A 'brutally brilliant' World War Two mini-series boasting a perfect Rotten Tomatoes score and starring Jacob Elordi is now available to watch on BBC iPlayer.
The Narrow Road to the Deep North
This Amazon Prime original production follows Dorrigo Evans (played by Elordi), an army surgeon whose forbidden romance with his uncle's wife (Odessa Young) continues to torment him throughout his ordeal as a Thai-Burmese prisoner of war. The narrative traces the Burma Railway in 1943 and spans across the Pacific during the Second World War.
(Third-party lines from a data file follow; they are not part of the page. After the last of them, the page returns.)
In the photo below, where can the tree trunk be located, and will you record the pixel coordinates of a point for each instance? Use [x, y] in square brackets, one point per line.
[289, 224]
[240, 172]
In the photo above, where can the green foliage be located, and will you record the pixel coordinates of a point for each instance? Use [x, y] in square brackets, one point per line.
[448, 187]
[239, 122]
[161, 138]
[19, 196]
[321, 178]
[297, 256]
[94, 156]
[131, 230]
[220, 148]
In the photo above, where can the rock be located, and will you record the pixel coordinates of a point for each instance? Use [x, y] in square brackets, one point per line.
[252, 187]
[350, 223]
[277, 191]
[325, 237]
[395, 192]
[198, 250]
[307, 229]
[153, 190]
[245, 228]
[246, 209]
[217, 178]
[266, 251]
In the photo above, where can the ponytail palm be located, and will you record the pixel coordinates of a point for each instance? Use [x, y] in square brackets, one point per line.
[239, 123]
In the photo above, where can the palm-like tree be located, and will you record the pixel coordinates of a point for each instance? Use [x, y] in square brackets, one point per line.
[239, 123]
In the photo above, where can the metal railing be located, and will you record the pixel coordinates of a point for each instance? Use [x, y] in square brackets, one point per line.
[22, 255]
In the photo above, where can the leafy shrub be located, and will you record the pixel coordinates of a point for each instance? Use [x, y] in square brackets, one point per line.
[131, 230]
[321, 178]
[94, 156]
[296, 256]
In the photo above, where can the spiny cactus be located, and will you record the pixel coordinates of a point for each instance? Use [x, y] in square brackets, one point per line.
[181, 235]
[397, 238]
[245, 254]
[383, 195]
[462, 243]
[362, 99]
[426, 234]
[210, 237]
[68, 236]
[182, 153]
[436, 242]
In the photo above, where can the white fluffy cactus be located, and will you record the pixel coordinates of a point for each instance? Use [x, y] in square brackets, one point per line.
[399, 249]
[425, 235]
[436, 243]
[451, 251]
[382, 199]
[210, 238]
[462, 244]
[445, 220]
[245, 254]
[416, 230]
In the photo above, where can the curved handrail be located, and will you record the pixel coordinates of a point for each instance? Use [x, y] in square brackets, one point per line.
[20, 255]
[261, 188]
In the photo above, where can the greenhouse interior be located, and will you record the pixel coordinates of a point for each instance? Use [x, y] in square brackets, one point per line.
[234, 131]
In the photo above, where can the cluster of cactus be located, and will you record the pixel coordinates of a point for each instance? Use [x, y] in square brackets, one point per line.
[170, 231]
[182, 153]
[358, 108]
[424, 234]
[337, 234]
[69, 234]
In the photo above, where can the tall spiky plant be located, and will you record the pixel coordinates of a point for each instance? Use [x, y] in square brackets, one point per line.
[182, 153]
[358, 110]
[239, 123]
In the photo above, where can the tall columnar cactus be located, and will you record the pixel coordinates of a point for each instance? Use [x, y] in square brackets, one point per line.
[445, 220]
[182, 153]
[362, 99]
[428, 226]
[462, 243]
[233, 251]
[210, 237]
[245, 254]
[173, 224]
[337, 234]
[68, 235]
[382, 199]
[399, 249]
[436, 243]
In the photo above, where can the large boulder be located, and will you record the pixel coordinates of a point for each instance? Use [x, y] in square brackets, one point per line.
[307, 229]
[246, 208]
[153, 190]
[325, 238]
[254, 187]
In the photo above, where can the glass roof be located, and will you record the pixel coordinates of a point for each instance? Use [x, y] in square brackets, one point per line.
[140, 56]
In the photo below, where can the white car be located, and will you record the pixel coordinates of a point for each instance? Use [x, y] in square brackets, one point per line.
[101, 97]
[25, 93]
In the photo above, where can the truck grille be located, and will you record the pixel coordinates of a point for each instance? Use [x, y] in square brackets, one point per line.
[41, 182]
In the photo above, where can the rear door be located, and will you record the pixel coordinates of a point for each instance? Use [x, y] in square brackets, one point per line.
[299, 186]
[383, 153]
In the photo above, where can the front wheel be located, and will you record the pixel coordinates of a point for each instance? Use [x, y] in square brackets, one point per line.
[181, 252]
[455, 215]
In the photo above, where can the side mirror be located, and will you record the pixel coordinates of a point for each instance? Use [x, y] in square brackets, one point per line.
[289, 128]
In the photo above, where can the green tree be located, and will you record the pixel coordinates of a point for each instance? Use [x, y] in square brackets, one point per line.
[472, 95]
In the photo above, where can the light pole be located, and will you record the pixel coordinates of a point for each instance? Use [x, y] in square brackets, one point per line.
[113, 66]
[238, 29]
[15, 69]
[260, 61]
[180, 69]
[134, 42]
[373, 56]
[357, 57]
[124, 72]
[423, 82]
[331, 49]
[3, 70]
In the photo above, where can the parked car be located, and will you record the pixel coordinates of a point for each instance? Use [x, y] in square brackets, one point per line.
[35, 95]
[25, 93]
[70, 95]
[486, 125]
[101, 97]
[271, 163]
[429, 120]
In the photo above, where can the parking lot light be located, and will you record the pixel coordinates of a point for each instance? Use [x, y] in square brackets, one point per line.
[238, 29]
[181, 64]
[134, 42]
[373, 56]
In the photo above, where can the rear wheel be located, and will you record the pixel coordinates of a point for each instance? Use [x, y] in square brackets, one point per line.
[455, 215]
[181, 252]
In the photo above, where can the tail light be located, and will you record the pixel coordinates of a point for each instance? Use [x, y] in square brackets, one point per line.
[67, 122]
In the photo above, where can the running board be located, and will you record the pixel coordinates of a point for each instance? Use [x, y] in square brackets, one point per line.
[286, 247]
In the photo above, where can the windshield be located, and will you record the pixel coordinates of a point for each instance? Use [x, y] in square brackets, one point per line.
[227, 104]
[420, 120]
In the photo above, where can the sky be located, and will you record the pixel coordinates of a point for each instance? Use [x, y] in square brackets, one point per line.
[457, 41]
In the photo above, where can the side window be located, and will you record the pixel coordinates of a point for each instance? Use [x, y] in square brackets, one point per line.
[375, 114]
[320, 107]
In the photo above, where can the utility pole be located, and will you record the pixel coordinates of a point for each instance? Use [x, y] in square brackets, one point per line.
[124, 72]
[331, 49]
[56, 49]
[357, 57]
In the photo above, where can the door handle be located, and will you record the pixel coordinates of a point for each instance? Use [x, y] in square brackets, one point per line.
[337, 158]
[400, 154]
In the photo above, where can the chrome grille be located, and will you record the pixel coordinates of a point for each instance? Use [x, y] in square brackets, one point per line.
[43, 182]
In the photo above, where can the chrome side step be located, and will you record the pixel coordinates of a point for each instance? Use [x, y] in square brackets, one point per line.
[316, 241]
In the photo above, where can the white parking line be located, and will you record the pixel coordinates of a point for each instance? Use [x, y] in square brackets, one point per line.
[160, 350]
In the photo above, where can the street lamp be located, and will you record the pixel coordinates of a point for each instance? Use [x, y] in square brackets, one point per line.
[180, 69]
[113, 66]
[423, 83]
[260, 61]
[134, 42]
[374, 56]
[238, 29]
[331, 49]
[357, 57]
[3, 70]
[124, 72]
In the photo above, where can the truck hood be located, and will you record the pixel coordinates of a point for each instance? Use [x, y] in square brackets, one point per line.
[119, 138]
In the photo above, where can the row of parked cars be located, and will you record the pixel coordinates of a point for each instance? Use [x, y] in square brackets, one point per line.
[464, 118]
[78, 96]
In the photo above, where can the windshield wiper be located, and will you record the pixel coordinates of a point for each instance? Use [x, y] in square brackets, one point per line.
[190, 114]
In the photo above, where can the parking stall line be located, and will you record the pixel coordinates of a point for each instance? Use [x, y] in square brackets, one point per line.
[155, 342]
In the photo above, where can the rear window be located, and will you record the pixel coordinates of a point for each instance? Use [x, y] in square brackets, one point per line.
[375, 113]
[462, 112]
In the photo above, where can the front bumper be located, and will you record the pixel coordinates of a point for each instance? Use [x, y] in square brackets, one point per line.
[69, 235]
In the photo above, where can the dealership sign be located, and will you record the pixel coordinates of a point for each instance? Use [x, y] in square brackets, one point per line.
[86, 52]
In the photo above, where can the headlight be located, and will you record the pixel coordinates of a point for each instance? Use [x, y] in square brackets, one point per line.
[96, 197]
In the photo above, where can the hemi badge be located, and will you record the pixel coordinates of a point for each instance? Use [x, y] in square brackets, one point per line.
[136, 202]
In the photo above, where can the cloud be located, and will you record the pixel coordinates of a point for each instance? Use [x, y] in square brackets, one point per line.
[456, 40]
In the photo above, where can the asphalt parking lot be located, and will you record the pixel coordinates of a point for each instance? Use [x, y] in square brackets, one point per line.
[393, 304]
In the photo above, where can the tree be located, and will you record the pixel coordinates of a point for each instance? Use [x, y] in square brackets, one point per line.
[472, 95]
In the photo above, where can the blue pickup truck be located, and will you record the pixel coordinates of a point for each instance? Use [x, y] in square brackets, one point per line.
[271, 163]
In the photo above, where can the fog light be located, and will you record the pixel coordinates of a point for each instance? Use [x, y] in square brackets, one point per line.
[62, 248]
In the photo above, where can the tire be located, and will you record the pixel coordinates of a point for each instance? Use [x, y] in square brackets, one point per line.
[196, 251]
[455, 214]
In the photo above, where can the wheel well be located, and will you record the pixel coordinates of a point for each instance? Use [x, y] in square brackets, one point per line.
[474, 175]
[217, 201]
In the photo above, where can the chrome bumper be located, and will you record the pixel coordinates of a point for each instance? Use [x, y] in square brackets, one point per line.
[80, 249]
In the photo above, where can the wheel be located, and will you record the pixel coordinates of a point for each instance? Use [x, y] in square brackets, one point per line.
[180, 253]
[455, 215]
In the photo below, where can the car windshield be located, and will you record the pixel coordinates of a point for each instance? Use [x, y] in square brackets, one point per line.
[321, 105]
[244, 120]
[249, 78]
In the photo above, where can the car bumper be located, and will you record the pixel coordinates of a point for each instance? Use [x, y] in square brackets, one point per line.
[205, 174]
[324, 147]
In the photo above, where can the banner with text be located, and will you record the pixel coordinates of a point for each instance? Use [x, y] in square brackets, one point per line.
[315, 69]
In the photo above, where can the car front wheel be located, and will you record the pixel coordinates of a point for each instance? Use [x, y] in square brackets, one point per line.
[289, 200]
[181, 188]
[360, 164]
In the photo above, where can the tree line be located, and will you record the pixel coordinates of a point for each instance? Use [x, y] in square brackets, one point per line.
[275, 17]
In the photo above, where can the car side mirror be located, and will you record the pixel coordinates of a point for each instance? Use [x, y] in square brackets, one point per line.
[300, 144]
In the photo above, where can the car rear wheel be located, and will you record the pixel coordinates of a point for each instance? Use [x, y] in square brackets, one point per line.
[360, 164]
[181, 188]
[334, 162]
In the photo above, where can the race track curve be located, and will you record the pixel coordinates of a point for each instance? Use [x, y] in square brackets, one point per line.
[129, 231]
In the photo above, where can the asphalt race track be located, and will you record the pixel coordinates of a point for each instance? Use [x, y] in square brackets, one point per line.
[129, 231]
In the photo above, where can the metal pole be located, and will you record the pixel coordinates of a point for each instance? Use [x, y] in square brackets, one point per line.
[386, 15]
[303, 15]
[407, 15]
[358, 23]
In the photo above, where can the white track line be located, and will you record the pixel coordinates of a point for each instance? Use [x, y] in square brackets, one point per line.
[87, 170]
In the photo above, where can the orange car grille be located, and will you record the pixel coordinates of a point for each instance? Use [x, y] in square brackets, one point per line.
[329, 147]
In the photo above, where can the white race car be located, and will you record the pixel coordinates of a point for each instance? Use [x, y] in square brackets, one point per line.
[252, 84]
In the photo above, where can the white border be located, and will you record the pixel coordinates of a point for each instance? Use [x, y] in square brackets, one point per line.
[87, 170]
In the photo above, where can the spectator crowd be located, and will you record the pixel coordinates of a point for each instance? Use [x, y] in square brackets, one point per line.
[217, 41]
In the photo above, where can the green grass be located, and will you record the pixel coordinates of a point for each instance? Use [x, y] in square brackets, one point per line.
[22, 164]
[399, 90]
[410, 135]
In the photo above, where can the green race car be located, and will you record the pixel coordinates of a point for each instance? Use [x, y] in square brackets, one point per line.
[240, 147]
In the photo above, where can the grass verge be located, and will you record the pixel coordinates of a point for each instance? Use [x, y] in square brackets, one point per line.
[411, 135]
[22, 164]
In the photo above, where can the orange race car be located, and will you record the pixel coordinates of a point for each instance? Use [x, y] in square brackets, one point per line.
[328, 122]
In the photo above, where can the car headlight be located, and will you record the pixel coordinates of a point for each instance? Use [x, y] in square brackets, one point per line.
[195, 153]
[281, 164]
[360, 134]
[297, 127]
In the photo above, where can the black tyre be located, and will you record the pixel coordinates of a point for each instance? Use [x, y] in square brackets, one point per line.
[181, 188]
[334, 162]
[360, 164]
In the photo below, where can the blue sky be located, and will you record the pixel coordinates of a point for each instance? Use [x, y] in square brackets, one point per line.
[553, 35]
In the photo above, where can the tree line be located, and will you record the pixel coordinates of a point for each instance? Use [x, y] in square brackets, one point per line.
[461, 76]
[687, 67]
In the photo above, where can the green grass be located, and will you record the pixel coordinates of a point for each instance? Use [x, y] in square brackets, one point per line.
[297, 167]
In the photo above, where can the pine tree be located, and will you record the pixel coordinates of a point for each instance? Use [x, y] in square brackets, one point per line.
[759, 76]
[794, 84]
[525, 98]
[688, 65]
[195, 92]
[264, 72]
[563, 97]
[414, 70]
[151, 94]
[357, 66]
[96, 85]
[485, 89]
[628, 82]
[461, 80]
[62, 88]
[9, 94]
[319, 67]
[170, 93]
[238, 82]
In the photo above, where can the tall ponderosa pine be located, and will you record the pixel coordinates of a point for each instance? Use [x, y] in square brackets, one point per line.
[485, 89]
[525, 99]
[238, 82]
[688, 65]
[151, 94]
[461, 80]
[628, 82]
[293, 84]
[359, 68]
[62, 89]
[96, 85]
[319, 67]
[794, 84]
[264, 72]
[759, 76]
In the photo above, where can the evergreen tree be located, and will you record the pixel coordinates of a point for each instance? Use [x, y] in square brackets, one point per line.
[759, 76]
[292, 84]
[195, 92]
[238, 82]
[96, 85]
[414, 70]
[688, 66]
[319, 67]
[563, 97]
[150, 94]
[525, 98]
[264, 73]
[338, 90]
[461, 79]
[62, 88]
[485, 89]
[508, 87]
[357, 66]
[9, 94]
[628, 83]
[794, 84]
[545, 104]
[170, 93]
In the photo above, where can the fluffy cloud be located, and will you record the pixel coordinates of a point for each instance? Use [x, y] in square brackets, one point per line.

One IMDB viewer awarded the series a full 10 stars, declaring it 'brutally brilliant.' They wrote: 'One of the hardest things I watched yet one of the best things I watched.' The reviewer added: 'Do yourself a favour and press play. Photography is just alluring, poetic and yet so descriptive that you just can't look away.'
Storytelling is compelling and keeps you constantly engaged, its tragedy and mourning, and romance, and longing and suffering and friendship and companionship. All together, all at once. Despite being a short series, you get to know every character in such a way that it becomes personal, you suffer with them, you laugh with them and you miss them when they are gone. It's a shot straight to the heart but oh such a lovely one.
A True Underrated Sleeper
The award-winning series, created by Shaun Grant and Justin Kurzel, was described as a 'true underrated sleeper that will blow you away' by one IMDB reviewer. They went on to say: 'This miniseries just creeps up on you. The love entanglements and pre war backstory can be a bit confusing; Then episode 4 drops on you, and you are just blown away.'
'This should be one of those success stories of a little known, under marketed miniseries that came out of nowhere. But the right people take notice and it spreads like the virus it deserves to be. It is a story about how humans can treat each other, and how the lead characters traumatic experience haunts him later in life despite his clearly major success.'
While it's fictional, the atrocities are likely based on fact. Episode 4 is truly harrowing. If you enjoyed the Pacific or Band of Brothers for its exposure of the inhumanity and futility of war - this will be a real treat. It's haunting and makes you think. It sticks in your mind. My hope is that in 6 months from now people will be raving about this and it will garner the awards and recognition it deserves.
The Narrow Road to the Deep North is streaming now on BBC iPlayer.